It is not uncommon for a potential new client or even a new referral source to ask, "why would someone need to hire a tax attorney when they already have an ac­countant?" In many instances, the answer is that you may need to enlist both profes­sionals.

There is no denying that there is some overlap between an accountant and a tax at­torney. While tax attorneys and accountants both have specialized training in tax laws, rules, and regulations, the taxpayers who consult with them are generally facing very different issues. For example, a taxpayer may need an accountant to handle its book­keeping, tax return preparation, annual tax planning and compliance and/or to analyze its financial data. A taxpayer, on the other hand, may need to hire a tax attorney when a review of the taxpayer's books and records unveils ongoing failures to file and pay tax due, periods of unreported income or unsub­stantiated expenses, payroll tax issues, missed tax elections, and the use of foreign financial accounts. A taxpayer may also need a tax attorney when there is a planned busi­ness transaction or other asset transfer that, without proper planning, could have signifi­cant tax consequences. Accountants most typically refer clients to a tax attorney when they realize that the client will need legal help that they are unable to provide, either because they do not have a specific skill set or they are legally barred from doing so (e.g., drafting wills, trusts, purchase and/or sale agreements).

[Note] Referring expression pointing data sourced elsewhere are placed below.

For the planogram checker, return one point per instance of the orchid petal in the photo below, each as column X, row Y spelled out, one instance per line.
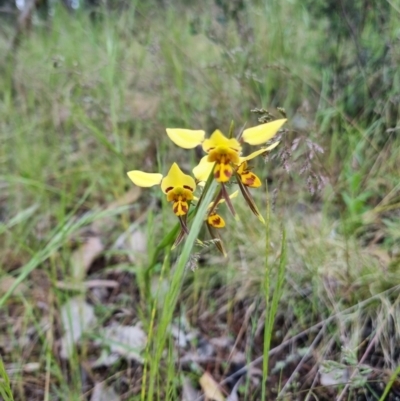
column 176, row 178
column 216, row 221
column 262, row 133
column 186, row 138
column 218, row 139
column 203, row 170
column 259, row 152
column 231, row 196
column 142, row 179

Tax laws are also complex and can typi­cally change from year to year. Both an ac­countant and a tax attorney may advise clients regarding what the tax laws permit; however, when there is a lack of clarity in terms of how the law should apply to a spe­cific set of facts, a tax attorney is qualified to assist in analyzing that law and determin­ing what position or action that client should take. Tax attorneys are well-versed in the federal tax code as well as state and local tax codes and other authorities. Tax attorneys play an important role in interpreting and un­derstanding these complicated tax laws for clients, as well as instructing them as to their related rights and options. A tax attorney's experience may extend into specialized areas like corporate transactions, estate planning and administration, tax litigation and even work with tax-exempt organizations.

Most importantly, one of the biggest ad­vantages of hiring a tax attorney is the ben­efit of attorney-client privilege, which applies in both civil and criminal cases. Attorney­ client privilege only protects communications that are (1) between a client and the attorney, (2) made in confidence, and (3) made for the purpose of securing legal advice. At­torney-client privilege does not automatically extend to third-party professionals, like ac­countants, unless that party is acting as an agent of an attorney in providing legal ad­vice.1 For instance, the dynamics of a tax dis­pute with the Internal Revenue Service will drastically be affected if communications in­tended to be protected between an attorney and an accountant are disclosed.

Just as an individual may consult with a primary care physician and then an orthope­dist for an injury, a taxpayer can benefit from having the right team of tax professionals around the table.

The content of this article is intended to provide a general guide to the subject matter. Specialist advice should be sought about your specific circumstances.